Escrito por Juan Manuel de Prada para XL semanal:
La timidez atenazó mi infancia. Aún no he logrado desentrañar las causas de aquel retraimiento, pero sí las consecuencias: ingresé en esa categoría de niños envarados y solemnes que los adultos denominan, misericordiosamente, «modositos» y las niñas, mucho más crueles, «bichos raros». Que los adultos alabaran mi compostura no me resarcía en absoluto de la desbandada de niñas que mi proximidad desataba. Esta incompetencia mía para el galanteo me iba a acarrear un séquito de frustraciones, agravado por el descubrimiento (el espejo es el único interlocutor del tímido) de que, además de poco comunicativo, era más bien feúcho y tirando a gordito. Para acabar de joder la marrana, a los doce años me encasquetaron unas gafas que todavía parapetan mi mirada; la miopía, al apartarme de los juegos más cazurros o bestiales e investirme con un cierto aspecto de empollón (que, sin embargo, nunca fui), acabó de abismarme en los subsuelos de la vergüenza.

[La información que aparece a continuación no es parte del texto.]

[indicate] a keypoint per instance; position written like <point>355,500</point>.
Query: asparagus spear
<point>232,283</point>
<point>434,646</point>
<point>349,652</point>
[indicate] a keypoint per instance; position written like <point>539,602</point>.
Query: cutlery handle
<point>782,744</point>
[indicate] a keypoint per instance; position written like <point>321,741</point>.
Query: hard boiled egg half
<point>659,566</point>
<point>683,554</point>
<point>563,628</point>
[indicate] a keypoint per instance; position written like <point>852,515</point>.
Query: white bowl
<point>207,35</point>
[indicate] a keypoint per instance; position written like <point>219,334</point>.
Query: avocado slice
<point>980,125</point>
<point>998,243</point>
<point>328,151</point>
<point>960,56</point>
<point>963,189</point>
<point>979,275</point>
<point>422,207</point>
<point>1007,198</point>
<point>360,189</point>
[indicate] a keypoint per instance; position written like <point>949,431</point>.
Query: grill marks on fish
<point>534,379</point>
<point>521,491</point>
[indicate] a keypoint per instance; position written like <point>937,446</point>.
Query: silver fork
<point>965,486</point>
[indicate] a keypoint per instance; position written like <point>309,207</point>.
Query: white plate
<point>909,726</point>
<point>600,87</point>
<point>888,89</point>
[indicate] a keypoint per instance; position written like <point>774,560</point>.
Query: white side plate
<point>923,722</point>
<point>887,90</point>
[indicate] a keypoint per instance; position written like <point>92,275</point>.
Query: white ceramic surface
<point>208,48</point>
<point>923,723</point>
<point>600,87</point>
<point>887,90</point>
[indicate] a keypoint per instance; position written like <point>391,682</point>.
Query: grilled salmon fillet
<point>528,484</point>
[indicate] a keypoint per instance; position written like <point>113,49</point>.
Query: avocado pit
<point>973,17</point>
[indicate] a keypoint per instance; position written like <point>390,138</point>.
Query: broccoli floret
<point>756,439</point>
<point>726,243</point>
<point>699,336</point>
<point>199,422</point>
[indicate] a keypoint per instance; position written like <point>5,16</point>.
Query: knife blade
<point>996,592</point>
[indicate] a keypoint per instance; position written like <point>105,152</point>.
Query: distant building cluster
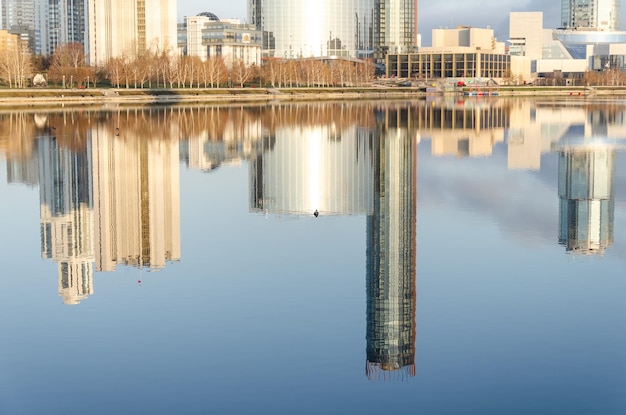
<point>275,29</point>
<point>382,31</point>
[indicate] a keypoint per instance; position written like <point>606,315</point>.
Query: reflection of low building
<point>66,197</point>
<point>391,253</point>
<point>305,169</point>
<point>463,131</point>
<point>232,142</point>
<point>586,198</point>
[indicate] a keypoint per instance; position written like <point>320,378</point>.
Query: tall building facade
<point>206,36</point>
<point>347,28</point>
<point>61,22</point>
<point>119,27</point>
<point>303,28</point>
<point>18,17</point>
<point>395,27</point>
<point>592,14</point>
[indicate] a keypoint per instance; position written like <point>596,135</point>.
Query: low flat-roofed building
<point>206,36</point>
<point>464,52</point>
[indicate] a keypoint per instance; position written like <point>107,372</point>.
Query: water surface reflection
<point>110,195</point>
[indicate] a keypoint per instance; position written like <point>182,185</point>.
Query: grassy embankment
<point>52,96</point>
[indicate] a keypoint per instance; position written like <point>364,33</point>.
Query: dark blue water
<point>468,258</point>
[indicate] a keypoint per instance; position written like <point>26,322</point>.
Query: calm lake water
<point>467,257</point>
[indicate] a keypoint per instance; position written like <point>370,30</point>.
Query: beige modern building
<point>207,36</point>
<point>128,27</point>
<point>464,52</point>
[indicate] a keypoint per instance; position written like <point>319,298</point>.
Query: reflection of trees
<point>17,134</point>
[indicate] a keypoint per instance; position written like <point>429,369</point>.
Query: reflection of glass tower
<point>67,216</point>
<point>137,193</point>
<point>391,252</point>
<point>586,198</point>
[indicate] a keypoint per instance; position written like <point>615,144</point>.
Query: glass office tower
<point>302,28</point>
<point>594,14</point>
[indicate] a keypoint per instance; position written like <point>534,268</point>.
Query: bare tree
<point>240,73</point>
<point>16,65</point>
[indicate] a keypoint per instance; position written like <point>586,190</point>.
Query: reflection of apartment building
<point>137,194</point>
<point>391,251</point>
<point>303,169</point>
<point>463,131</point>
<point>539,129</point>
<point>586,199</point>
<point>66,197</point>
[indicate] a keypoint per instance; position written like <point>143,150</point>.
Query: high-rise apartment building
<point>592,14</point>
<point>118,27</point>
<point>18,17</point>
<point>347,28</point>
<point>18,13</point>
<point>61,22</point>
<point>395,27</point>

El primer acceso de timidez que recuerdo me acometió –contaba yo siete años recién cumplidos– en vísperas de mi Primera Comunión, cuando, tras larguísimas sesiones catequéticas en las que desmenuzábamos los requisitos que exige una confesión modélica (todavía los recuerdo sin dubitación: examen de conciencia, dolor de los pecados, propósito de enmienda, decir los pecados al confesor y cumplir la penitencia), llegó el momento de aplicar la teoría. Yo había examinado mi conciencia hasta en sus últimos repliegues y recovecos, a la caza de faltas veniales o microscópicas; estaba doloridísimo por haber pecado, tan dolorido que había empezado a padecer jaqueca; me encontraba preparado para enmendar mi conducta y para encajar el rapapolvo que me endilgase al confesor, pero… no estaba dispuesto, por timidez, a soltar prenda. La mera proximidad del confesonario, con su aspecto de gran caja barroca con doble o triple fondo, equipada de cortinillas de terciopelo morado, me suscitaba un incalculable pavor; hubiese preferido soltar mi lastre pecaminoso a través de aquellos ventanucos con rejilla ante los que se reclinaban las niñas, pero tenía que afrontar sin ambages la mirada del cura, que seguramente sería feroz y recriminatoria. Llevado a rastras por mi catequista, me vi por fin en la tesitura de vaciar mi alma. El cura aguardaba la evacuación con gesto bonachón y condescendiente. Tras las salutaciones y exordios de rigor, comencé mi retahíla pecaminosa de la siguiente guisa: «Padre, he cometido actos impuros». El cura ponderó mi precocidad pegando un respingo: «¿Y en qué consisten dichos actos, hijo mío?», me susurró con infinita benevolencia o infinito asombro. Los dientes me castañeteaban, la saliva había dejado de afluir a mi garganta, una sudoración fría me anticipaba la lipotimia: «Es que no me lavo las manos antes de las comidas», logré balbucear, oprimido por la culpa y el bochorno. El cura tuvo que taparse la boca con las cortinillas de terciopelo morado para ahogar las carcajadas, reacción que me soliviantó y alivió a partes iguales. Su absolución tampoco fue un dechado de ortodoxia: «Vete y sigue pecando, pero con moderación, no sea que tu madre se enfade y te frote las manos con lejía».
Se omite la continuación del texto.